Aku hanya mengangguk dan mengangkat alis. Lalu berlalu, masuk kamar mandi.
Guyuran air hangat dan pengaturan pancuran kran shower yang pas, membuat tubuhku serasa dipijat. Meskipun rasanya memang nyaman, tapi mengingat pesan istriku tadi, aku mempercepat ritual mandiku. Karena, saat terakhir kulihat jam dinding, sudah jam sepuluh lewat. Bagaimana pun, Nur sedang hamil. Tidur cepat adalah salah satu upaya menjaga kesehatannya dan calon bayi kami.
***
Tak kusangka, meskipun sangat kelelahan, tapi aku tak bisa tidur nyenyak. Semalam aku terbangun beberapa kali. Kepalaku rasanya tak berhenti memikirkan banyak hal. Bapak, masalah bakso, janin di perut istriku, kebohongan pada ibu. Tapi, tetap saja aku berusaha kembali terlelap setiap kali terbangun. Dan efeknya, aku bangun dalam keadaan kurang segar.
Dan kini, aku kembali mengemudi, menyusuri jalanan pagi Kota Jember menuju Kecamatan Mayang. Bersama istri yang selalu membersamaiku.

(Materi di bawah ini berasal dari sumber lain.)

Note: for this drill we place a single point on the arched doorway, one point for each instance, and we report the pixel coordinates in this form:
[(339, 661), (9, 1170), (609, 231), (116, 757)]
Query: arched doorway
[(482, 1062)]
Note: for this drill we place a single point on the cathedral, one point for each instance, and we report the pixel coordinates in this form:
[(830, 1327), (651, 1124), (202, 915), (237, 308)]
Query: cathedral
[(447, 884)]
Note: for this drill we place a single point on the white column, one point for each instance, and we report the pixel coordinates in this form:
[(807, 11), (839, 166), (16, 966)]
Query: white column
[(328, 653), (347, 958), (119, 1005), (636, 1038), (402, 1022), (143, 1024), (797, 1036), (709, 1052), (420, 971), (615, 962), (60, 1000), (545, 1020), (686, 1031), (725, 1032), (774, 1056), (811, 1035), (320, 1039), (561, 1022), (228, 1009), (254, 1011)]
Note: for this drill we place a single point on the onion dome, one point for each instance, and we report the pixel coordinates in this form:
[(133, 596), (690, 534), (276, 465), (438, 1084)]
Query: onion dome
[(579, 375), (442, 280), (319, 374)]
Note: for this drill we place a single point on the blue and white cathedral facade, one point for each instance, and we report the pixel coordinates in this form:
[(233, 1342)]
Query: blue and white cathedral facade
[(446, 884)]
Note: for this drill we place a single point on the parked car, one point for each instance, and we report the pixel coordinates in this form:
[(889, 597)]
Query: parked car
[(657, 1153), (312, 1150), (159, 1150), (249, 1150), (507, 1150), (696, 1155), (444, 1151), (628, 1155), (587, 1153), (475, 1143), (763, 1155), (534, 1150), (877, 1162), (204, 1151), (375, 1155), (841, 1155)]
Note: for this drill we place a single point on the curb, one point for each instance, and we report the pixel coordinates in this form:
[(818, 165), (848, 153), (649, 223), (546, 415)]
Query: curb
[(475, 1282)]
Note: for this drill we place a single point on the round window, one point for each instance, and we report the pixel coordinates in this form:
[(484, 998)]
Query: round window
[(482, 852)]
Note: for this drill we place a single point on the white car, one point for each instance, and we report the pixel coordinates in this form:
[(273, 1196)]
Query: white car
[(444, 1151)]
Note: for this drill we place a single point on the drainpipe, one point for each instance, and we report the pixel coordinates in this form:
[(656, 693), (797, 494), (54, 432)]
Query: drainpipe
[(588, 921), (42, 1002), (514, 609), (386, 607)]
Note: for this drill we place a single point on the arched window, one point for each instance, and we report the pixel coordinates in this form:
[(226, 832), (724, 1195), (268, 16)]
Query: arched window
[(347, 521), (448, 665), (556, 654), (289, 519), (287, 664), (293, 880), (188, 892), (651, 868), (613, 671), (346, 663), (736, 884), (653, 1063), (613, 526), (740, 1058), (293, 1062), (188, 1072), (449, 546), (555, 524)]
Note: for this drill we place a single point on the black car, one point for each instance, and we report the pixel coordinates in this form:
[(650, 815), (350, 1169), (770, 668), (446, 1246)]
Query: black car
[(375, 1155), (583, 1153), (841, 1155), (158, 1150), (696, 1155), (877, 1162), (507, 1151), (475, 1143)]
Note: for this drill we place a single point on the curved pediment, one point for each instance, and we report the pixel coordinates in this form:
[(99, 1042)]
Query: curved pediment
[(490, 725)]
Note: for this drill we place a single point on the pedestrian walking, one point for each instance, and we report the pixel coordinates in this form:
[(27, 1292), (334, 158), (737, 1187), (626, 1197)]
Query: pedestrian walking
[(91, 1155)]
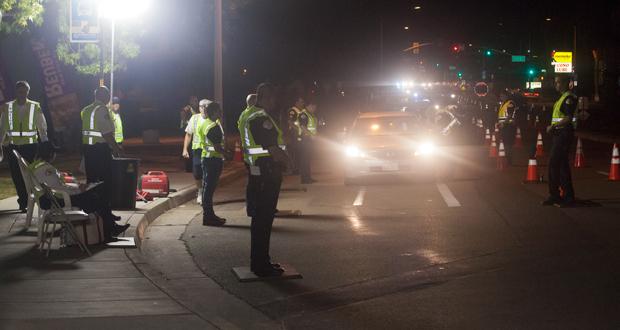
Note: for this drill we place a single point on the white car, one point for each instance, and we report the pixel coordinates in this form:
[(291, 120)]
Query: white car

Meski istirahatku tak total, tapi dengan perasaan memiliki seseorang di sampingku, membuatku tetap bersemangat. Terlebih lagi, setiap meter yang kami lalui, semakin mendekatkanku dengan bapak. Lelaki yang akan kucium punggung tangannya. Lelaki yang telah seumur hidup kubenci, dan kini kami akan saling melepas emosi tak nyaman di antara kami.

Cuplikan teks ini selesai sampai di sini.